Now, on to the threats. Everyone, on all sides of the issue, have received threats. I've had CPS called on me, because, apparently, I haven't vaccinated my children. Someone called the school that my youngest daughter goes to and asked them to investigate her vaccine status. Out of 400 children, only she was singled out because she had not received the MMR (I didn't feel it was necessary...she got both measles and the mumps as a baby, and I had her vaccinated for rubella). Painting Offit as a saint for speaking out against us dangerous and unhinged parents is a bit hypocritical considering that he and people like him do the same thing to people like us.
Please don't take it that I am angry at you; I'm not. I'm angry at the situation. I'm angry that doctors, instead of listening to their patients and asking, "what can I do to help?" paint parents with vaccine injured children as crazy, dangerous, ignorant and desperate sociopaths who are endangering everyone else around them. I have vaccinated my children. I encourage others to vaccinate. But when I question vaccine safety, or rather the lack thereof, I'm called "anti-vax" by people like you.

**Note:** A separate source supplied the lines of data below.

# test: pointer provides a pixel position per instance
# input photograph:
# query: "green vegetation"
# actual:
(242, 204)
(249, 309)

Tell me, how am I anti-vaccine? How am I endangering other people by encouraging them to read up on vaccine injuries. How am I endangering them by giving them as much information as possible in the hopes that their children will not have the same reaction as my son?

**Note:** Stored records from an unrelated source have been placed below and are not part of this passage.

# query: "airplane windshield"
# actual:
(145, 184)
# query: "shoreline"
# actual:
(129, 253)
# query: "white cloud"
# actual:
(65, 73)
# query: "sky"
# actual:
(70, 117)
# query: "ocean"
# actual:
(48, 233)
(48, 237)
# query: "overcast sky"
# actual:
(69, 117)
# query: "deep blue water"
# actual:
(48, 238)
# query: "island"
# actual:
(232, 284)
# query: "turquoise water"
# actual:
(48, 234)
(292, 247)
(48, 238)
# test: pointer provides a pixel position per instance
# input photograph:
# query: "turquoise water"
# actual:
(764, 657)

The true dangers to society are the individuals who put profit above the health and well-being of those they are sworn to help. All you have to do is look at the track record of companies like Merck, GSK, Bayer, or any of the Pharmaceutical companies, to see that my statement is true. My hope is that you further investigate, go further down the rabbit-hole, and see what you find.
Please be a responsible journalist.
It should be noted that Offit was not in fact censured by Congress. This appears to be a serious mis-statement of fact by the anti-vaxxing sites. Dan Burton complaining is not the same thing as a congressional censure. While I think Wallace's treatment of your email was dismissive, it has to be noted using a known anti-vaxxing falsehood in your talking points placed you in a camp you really don't belong in.

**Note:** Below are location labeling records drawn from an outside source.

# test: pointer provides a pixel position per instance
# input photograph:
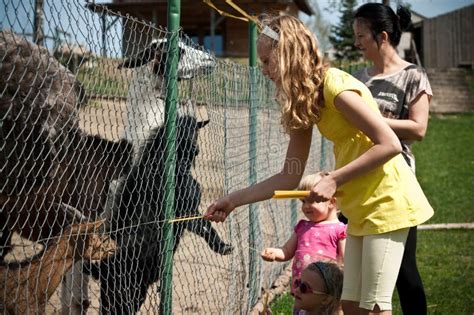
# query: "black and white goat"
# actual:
(137, 224)
(137, 216)
(147, 92)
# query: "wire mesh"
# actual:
(81, 167)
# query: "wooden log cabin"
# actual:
(226, 37)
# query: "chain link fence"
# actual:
(82, 170)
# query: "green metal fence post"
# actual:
(253, 216)
(166, 289)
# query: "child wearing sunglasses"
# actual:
(322, 236)
(318, 290)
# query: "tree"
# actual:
(343, 35)
(320, 27)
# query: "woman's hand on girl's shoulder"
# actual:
(324, 190)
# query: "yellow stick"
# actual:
(297, 194)
(185, 219)
(288, 194)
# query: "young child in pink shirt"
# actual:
(321, 237)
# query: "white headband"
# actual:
(270, 33)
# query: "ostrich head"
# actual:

I know you get a lot of high-fiving over there and they are great at amping up the rage. What do you get in the way of adaptive coping? In working out the anger, in grounding yourself? In making your life better? Do you walk away from that calmer, easier, with practical ideas for how to move forward?
At some point, at least some of these angry, disappointed, and hurting parents over there are going to wake up and take stock, take stock of the wave after wave of lies told over there, the militant anti-vaccination tone now taken, and sponsor after sponsor promising unrealistic and unfounded cures. We'll be here when these parents do. We won't promise false cures. We won't stoke anger. We'll promote acceptance, adaptive coping, and scientifically sound options. And we won't make a penny off of sponsors while doing it.